½ lb. pound of garlic – peeled (sells garlic, already peeled, in a plastic, deli like container.) This is about 3 bulbs.

5-6 onions – about the size of tennis balls, peeled and quartered

1  14.5 oz. can of chicken broth

½ cup of white cooking wine

2 tsp. black pepper

1 tsp. dried thyme

1 tsp salt

6 white potatoes or a combination of white and sweet – peeled and cut in half

1 large bag of baby carrots

2 cups of frozen peas

Rinse the chicken and remove the skin. My least favorite thing to do when cooking is removing chicken skin – yuck.  But chicken skin is so greasy, you really need to remove as much as possible. Put the chicken in a large roasting pan. Add the cooking wine and chicken broth. Sprinkle the seasonings on the chicken and into the broth. Then add the garlic. Place a lot of the cloves in the chicken cavity; place garlic in between the legs and the body.

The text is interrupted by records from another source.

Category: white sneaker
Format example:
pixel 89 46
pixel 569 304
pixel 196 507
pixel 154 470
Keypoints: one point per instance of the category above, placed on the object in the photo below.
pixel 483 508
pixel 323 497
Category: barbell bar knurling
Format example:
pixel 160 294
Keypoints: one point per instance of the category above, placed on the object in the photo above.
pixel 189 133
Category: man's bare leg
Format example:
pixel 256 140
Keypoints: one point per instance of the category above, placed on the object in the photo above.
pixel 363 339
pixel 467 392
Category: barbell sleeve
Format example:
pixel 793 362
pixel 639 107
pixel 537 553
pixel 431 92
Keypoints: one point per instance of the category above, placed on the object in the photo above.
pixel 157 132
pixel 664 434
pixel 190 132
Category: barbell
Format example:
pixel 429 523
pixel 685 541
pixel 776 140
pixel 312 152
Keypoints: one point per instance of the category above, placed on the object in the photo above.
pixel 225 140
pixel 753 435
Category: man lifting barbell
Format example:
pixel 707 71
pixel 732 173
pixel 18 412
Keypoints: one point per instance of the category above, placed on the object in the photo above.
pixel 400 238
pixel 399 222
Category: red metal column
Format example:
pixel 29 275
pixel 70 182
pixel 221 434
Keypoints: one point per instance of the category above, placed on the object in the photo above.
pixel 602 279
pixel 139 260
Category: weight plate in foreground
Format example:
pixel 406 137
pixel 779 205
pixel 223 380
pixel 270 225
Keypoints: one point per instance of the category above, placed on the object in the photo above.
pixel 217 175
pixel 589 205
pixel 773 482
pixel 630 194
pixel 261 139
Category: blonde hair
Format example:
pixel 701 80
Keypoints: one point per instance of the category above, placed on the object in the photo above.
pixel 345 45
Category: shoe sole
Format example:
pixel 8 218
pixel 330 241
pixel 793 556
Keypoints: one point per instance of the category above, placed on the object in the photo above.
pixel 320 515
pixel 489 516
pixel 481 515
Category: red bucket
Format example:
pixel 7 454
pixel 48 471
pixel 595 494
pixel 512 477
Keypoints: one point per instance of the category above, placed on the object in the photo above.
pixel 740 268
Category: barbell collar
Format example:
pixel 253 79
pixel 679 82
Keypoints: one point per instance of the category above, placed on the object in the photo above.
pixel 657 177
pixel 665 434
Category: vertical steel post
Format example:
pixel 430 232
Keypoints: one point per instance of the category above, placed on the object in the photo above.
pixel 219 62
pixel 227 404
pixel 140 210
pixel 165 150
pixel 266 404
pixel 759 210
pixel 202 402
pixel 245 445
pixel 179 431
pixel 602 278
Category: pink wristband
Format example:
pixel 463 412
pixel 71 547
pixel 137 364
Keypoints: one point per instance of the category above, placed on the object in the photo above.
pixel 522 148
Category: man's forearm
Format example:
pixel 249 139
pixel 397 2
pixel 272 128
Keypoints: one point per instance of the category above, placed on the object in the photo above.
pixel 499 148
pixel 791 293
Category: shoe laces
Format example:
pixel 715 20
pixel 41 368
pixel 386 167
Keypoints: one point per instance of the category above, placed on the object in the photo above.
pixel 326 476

Place as many garlic cloves on the chicken as you can get to stay in place. Put the rest of the garlic in the broth. The garlic that doesn’t end up in the broth but remains on top of the chicken will get roasted and taste just a little different from the garlic that cooks in the broth – both will be delicious. Add the onions to the pan, placing a few pieces of the onions in the cavity of the chicken as well.  Cover the pan tightly with tin foil. Bake at 275 for 4 hours.

After 4 hours, add the potatoes, carrots and peas and bake for another hour. The chicken will just fall off the bones. When serving, scoop up the garlic cloves and eat them along with the chicken. We fight over the last pieces of garlic in my house. They are so tasty and almost sweet; very delicious.